Cache [KB] Memory used by the page cache and slabs.
bufferAndCache [KB] Total size of buffer and cache (buffer[KB] + Cache[KB]).
hugePageTotal [#] Total number of huge pages present in the system for the current sample interval.
hugePageFree [KB] Total number of free huge pages in the system for the current sample interval.
hugePageSize [KB] Size of one huge page in KB, depends on the operating system version. Typically the same for all samples for a particular host.

Table 4-12 Device Metrics

Metric Name (units) Description
disks [#] Number of disks configured in the system.
ioR [KB/s] Aggregate read rate across all devices.
ioW [KB/s] Aggregate write rate across all devices.
numIOs [#/s] Aggregate I/O operation rate across all devices.

Table 4-13 NFS Metrics

Metric Name (units) Description
nfs [#] Total NFS devices.

Table 4-14 Process Metrics

Metric Name (units) Description
fds [#] Number of open file structs in system.
procs [#] Number of processes.
rtProcs [#] Number of real-time processes.
procsInDState Number of processes in uninterruptible sleep.
sysFdLimit [#] System limit on a number of file structs.
procsOnCpu [#] Number of processes currently running on CPU.
procsBlocked [#] Number of processes waiting for some event/resource becomes available, such as for the completion of an I/O operation.

Process Aggregates Metric Set

Contains aggregated metrics for all processes by process groups.

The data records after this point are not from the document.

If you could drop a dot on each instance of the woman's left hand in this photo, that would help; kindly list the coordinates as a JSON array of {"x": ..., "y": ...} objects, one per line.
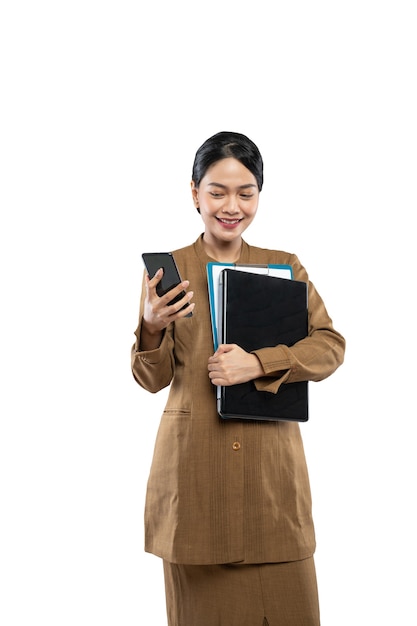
[{"x": 231, "y": 365}]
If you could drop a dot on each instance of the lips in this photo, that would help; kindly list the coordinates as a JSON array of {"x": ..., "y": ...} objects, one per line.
[{"x": 228, "y": 222}]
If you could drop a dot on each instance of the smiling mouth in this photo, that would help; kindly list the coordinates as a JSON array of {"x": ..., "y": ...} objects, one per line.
[{"x": 224, "y": 221}]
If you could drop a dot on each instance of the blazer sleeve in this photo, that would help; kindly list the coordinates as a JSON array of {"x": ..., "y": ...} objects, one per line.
[
  {"x": 153, "y": 369},
  {"x": 314, "y": 358}
]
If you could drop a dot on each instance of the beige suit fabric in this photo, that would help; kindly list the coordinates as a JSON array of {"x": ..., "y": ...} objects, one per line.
[{"x": 228, "y": 491}]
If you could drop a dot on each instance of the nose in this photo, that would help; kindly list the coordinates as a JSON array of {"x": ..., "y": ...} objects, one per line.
[{"x": 231, "y": 206}]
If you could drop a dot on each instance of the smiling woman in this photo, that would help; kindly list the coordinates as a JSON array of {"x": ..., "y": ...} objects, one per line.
[{"x": 228, "y": 504}]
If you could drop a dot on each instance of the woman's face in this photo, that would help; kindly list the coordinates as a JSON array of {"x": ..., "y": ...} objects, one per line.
[{"x": 227, "y": 199}]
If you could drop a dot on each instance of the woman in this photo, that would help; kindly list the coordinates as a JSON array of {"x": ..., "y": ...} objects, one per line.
[{"x": 228, "y": 504}]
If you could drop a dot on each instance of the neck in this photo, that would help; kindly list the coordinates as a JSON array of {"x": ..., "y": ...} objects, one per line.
[{"x": 225, "y": 252}]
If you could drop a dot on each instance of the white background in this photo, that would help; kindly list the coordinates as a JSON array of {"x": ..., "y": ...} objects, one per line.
[{"x": 103, "y": 105}]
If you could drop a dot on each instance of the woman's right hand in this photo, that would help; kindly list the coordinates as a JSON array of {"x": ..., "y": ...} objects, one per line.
[{"x": 158, "y": 313}]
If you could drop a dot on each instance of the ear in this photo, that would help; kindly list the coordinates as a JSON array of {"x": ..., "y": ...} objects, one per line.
[{"x": 194, "y": 193}]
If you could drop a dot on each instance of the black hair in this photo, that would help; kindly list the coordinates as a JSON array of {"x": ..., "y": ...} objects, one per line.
[{"x": 224, "y": 145}]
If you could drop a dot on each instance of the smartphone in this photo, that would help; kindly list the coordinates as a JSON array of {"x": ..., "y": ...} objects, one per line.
[{"x": 171, "y": 277}]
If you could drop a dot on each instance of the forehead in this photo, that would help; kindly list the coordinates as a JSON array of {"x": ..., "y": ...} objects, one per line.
[{"x": 229, "y": 171}]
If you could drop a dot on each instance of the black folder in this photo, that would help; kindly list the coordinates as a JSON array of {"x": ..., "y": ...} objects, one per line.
[{"x": 257, "y": 311}]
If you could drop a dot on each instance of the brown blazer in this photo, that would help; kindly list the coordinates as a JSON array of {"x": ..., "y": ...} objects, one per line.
[{"x": 227, "y": 491}]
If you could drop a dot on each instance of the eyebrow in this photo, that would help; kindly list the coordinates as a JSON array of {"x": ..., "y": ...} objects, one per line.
[{"x": 247, "y": 186}]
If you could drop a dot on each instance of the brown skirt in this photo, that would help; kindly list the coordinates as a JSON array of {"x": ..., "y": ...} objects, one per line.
[{"x": 272, "y": 594}]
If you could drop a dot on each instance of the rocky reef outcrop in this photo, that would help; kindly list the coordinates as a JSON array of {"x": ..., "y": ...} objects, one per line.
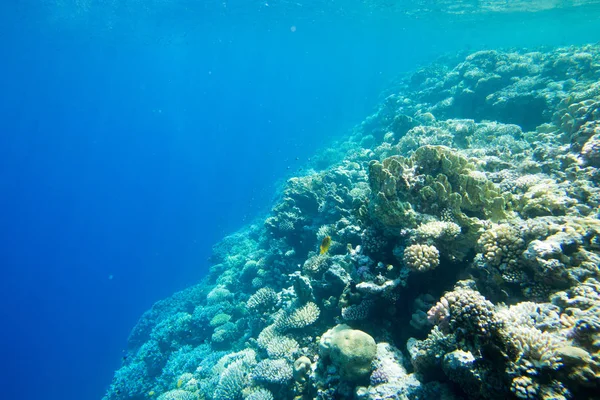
[{"x": 464, "y": 258}]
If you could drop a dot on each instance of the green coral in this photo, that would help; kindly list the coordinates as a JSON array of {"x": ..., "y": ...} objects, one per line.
[{"x": 432, "y": 180}]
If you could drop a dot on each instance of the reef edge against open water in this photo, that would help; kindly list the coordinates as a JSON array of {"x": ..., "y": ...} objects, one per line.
[{"x": 449, "y": 248}]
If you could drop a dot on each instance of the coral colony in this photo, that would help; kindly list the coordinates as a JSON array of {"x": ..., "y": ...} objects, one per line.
[{"x": 448, "y": 249}]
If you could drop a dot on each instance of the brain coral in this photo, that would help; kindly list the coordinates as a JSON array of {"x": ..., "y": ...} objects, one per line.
[{"x": 352, "y": 351}]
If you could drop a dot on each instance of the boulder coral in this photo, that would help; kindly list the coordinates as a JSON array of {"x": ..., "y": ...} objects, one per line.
[{"x": 463, "y": 263}]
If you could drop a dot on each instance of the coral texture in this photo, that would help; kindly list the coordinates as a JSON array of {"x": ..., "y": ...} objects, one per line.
[{"x": 463, "y": 218}]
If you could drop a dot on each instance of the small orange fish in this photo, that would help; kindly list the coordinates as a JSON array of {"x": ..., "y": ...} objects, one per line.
[{"x": 325, "y": 243}]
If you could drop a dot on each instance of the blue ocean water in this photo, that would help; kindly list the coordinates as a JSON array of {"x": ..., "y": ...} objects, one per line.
[{"x": 134, "y": 136}]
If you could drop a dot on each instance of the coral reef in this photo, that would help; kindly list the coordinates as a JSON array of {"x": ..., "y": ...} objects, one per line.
[{"x": 449, "y": 247}]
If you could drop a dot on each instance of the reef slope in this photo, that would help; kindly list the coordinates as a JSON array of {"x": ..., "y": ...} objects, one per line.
[{"x": 464, "y": 256}]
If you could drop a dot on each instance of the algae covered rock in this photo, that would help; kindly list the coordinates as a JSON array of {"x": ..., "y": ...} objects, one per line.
[{"x": 350, "y": 350}]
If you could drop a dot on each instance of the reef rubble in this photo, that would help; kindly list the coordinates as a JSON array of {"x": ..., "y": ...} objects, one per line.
[{"x": 464, "y": 257}]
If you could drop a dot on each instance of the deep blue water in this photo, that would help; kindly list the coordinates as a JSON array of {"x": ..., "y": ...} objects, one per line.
[{"x": 133, "y": 138}]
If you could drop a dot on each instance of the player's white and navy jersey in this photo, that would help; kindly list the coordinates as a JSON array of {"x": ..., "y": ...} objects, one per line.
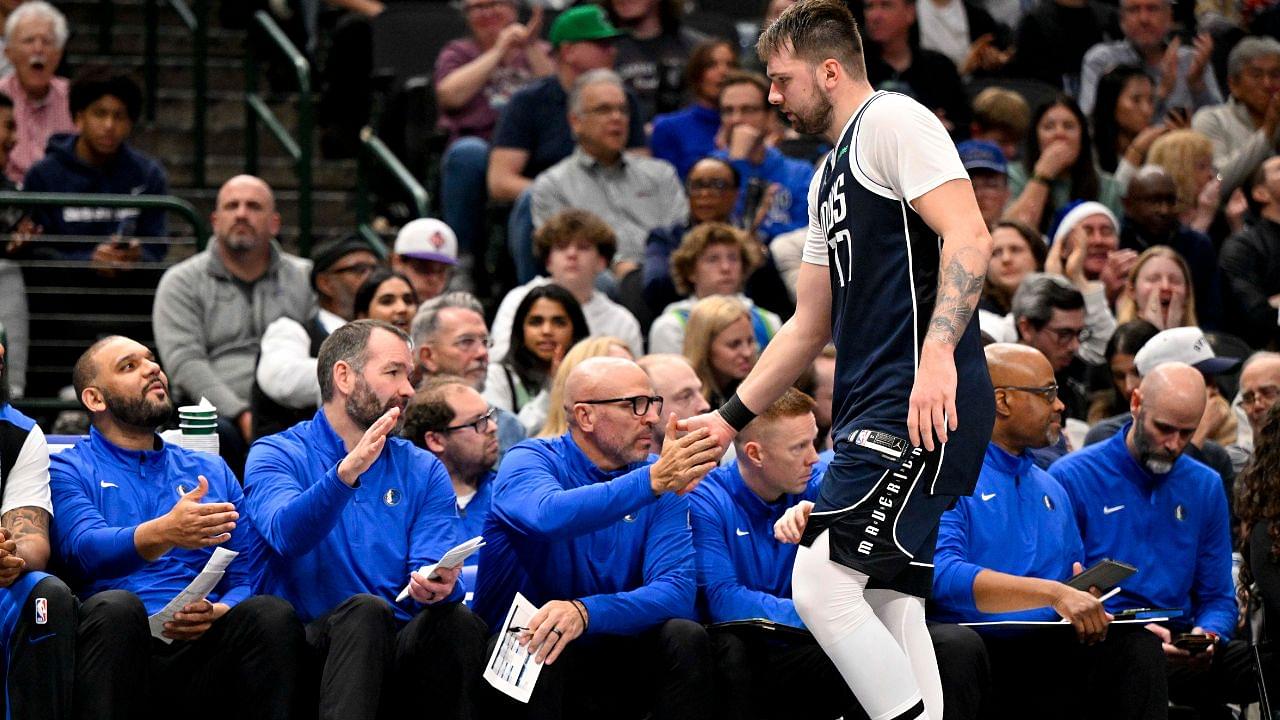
[{"x": 883, "y": 263}]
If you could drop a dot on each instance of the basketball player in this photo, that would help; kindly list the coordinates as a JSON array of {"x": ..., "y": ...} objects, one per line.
[{"x": 892, "y": 269}]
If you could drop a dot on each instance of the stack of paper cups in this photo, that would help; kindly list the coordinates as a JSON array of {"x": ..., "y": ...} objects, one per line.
[{"x": 199, "y": 424}]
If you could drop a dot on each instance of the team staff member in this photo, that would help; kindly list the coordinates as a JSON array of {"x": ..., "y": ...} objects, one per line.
[
  {"x": 745, "y": 574},
  {"x": 590, "y": 529},
  {"x": 1005, "y": 554},
  {"x": 137, "y": 520},
  {"x": 350, "y": 514},
  {"x": 33, "y": 605},
  {"x": 896, "y": 301},
  {"x": 449, "y": 419},
  {"x": 1139, "y": 497}
]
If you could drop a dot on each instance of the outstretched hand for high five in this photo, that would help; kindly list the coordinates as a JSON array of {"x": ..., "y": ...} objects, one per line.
[{"x": 369, "y": 447}]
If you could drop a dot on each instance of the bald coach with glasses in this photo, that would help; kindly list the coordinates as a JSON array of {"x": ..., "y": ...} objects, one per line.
[{"x": 594, "y": 531}]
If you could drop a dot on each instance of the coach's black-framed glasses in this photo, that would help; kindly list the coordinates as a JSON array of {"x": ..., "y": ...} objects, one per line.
[
  {"x": 640, "y": 404},
  {"x": 1047, "y": 392}
]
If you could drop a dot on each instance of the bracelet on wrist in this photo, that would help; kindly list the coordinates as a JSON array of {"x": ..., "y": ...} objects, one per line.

Table 4-15 Process Aggregates Metric Set

Metric Name (units) Description
DBBG User Oracle Database background process group.
DBFG User Oracle Database foreground process group.
MDBBG MGMTDB background processes group.
MDBFG MGMTDB foreground processes group.
ASMBG ASM background processes group.
ASMFG ASM foreground processes group.
IOXBG IOS background processes group.
IOXFG IOS foreground processes group.
APXBG APX background processes group.
APXFG APX foreground processes group.
CLUST Clusterware processes group.
OTHER Default group.

For each group, the below metrics are aggregated to report a group summary.

Metric Name (units) Description
processes [#] Total number of processes in the group.
cpu [%] Aggregated CPU utilization.
rss [KB] Aggregated resident set size.
shMem [KB] Aggregated shared memory usage.
thrds [#] Aggregated thread count.
fds [#] Aggregated open file-descriptor.
cpuWeight [%] Contribution of the group in overall CPU utilization of the machine.